The following functions, can you help me see where is wrong?

center_loss = lossclass.get_center_loss(alpha=0.5, num_classes=45,feature_dim = 4096) custom_vgg_model.compile() custom_vgg_model.fit() def center_loss(y_true, y_pred): return _center_loss_func(y_true, y_pred, alpha, num_classes, centers, feature_dim)

image_input = Input(shape=(224, 224, 3))
model = VGG16(input_tensor=image_input, include_top=True,weights='imagenet')
model.summary()
last_layer = model.get_layer('fc2').output
feature = last_layer
out = Dense(num_classes,activation = 'softmax',name='predictions')(last_layer)
custom_vgg_model = Model(inputs = image_input, outputs = [out,feature])**
custom_vgg_model.summary()
for layer in custom_vgg_model.layers[:-3]:
    layer.trainable = False
custom_vgg_model.layers[3].trainable    
center_loss = lossclass.get_center_loss(alpha=0.5, num_classes=45,feature_dim = 4096)
custom_vgg_model.compile(loss={, 'fc2': center_loss,'predictions': "categorical_crossentropy"},
                         loss_weights={'fc2': 1, 'predictions': 1},optimizer= sgd,
                                      metrics={'predictions': 'accuracy'})
hist = custom_vgg_model.fit(x = X_train,y = {'fc2':y_train,'predictions':y_train},batch_size=batch_Sizes,
                                epochs=epoch_Times, verbose=1,validation_data=(X_test, {'fc2':y_test,'predictions':y_test}))
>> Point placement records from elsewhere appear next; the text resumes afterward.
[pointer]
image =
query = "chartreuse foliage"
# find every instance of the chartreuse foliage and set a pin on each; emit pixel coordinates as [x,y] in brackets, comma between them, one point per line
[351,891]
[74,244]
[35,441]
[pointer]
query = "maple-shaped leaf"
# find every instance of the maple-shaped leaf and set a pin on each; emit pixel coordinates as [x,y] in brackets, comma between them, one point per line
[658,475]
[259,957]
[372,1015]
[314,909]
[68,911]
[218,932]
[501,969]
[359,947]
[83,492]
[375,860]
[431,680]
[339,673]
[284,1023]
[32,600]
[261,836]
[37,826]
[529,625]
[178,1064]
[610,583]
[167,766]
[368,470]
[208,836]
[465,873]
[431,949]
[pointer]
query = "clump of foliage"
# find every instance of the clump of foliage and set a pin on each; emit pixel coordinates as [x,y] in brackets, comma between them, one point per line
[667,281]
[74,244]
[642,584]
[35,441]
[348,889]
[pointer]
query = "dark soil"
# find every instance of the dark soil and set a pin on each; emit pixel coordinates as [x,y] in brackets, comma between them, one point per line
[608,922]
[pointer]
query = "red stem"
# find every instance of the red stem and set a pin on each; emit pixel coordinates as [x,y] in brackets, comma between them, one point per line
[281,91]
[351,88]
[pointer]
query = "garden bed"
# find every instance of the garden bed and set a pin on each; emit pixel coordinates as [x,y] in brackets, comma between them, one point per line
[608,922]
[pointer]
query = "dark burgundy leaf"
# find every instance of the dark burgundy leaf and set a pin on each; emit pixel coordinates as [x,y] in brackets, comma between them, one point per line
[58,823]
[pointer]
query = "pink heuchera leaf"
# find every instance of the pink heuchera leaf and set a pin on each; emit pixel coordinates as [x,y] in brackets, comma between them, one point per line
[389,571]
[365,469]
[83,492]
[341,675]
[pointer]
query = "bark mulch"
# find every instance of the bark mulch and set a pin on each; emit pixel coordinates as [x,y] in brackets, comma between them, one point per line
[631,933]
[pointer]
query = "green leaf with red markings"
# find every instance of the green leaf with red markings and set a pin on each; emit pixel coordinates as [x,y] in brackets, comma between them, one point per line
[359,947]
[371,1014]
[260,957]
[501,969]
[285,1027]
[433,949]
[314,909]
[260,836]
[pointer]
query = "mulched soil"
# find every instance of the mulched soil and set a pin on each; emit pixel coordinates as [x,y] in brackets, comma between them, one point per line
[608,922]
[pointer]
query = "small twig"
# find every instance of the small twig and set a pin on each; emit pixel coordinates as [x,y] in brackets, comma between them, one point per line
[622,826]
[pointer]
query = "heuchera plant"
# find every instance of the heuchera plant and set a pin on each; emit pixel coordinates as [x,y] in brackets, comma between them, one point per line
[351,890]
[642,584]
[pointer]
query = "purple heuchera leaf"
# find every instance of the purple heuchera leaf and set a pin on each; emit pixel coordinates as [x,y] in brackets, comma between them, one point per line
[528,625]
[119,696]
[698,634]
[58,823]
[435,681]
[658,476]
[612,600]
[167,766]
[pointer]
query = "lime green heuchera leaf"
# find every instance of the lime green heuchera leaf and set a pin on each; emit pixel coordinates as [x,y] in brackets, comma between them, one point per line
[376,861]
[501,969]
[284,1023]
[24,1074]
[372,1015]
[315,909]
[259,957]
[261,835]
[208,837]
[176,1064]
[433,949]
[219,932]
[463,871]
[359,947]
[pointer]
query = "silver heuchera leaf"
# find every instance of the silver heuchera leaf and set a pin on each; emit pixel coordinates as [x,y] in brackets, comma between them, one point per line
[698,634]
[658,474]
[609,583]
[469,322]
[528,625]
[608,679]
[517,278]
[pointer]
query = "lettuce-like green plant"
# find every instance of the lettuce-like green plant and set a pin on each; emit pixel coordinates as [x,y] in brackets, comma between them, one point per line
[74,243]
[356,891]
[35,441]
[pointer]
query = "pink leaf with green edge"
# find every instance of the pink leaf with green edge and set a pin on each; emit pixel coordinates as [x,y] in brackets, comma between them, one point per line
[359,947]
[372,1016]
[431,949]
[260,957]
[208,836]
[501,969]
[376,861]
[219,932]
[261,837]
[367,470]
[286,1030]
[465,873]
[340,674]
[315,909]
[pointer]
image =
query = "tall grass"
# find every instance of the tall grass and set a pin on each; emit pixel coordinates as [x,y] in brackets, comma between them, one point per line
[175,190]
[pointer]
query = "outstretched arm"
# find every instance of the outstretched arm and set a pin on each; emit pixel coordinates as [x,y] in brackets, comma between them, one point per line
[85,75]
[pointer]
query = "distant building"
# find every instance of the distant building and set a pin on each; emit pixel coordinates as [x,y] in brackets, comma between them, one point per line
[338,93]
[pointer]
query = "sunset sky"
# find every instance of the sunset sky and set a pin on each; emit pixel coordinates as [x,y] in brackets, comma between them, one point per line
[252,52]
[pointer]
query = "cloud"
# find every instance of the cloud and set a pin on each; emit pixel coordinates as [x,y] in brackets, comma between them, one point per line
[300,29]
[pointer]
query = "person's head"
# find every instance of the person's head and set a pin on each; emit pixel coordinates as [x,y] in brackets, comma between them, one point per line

def _center_loss_func(labels,features, alpha, num_classes, centers, feature_dim):
    assert feature_dim == features.get_shape()[1]    
    labels = K.argmax(labels, axis=1)
    labels = tf.to_int32(labels)
    centers_batch = K.gather(centers, labels)
    diff = (1 - alpha) * (centers_batch - features)
    centers = tf.scatter_sub(centers, labels, diff)
    centers_batch = K.gather(centers, labels)
    loss = K.mean(K.square(features - centers_batch))
    return loss

def get_center_loss(alpha, num_classes, feature_dim):
    """Center loss based on the paper "A Discriminative 
       Feature Learning Approach for Deep Face Recognition"
       (http://ydwen.github.io/papers/WenECCV16.pdf)
    """    
    # Each output layer use one independed center: scope/centers
    centers = K.zeros([num_classes, feature_dim], dtype='float32')
    @functools.wraps(_center_loss_func)
    def center_loss(y_true, y_pred):
        return _center_loss_func(y_true, y_pred, alpha, num_classes, centers, feature_dim)
    return center_loss
hequn commented 5 years ago

@422301949 I am not sure if the y_train is in right format for hist = custom_vgg_model.fit(x = X_train,y = {'fc2':y_train,'predictions':y_train}. The def _center_loss_func(labels,features should be passed right.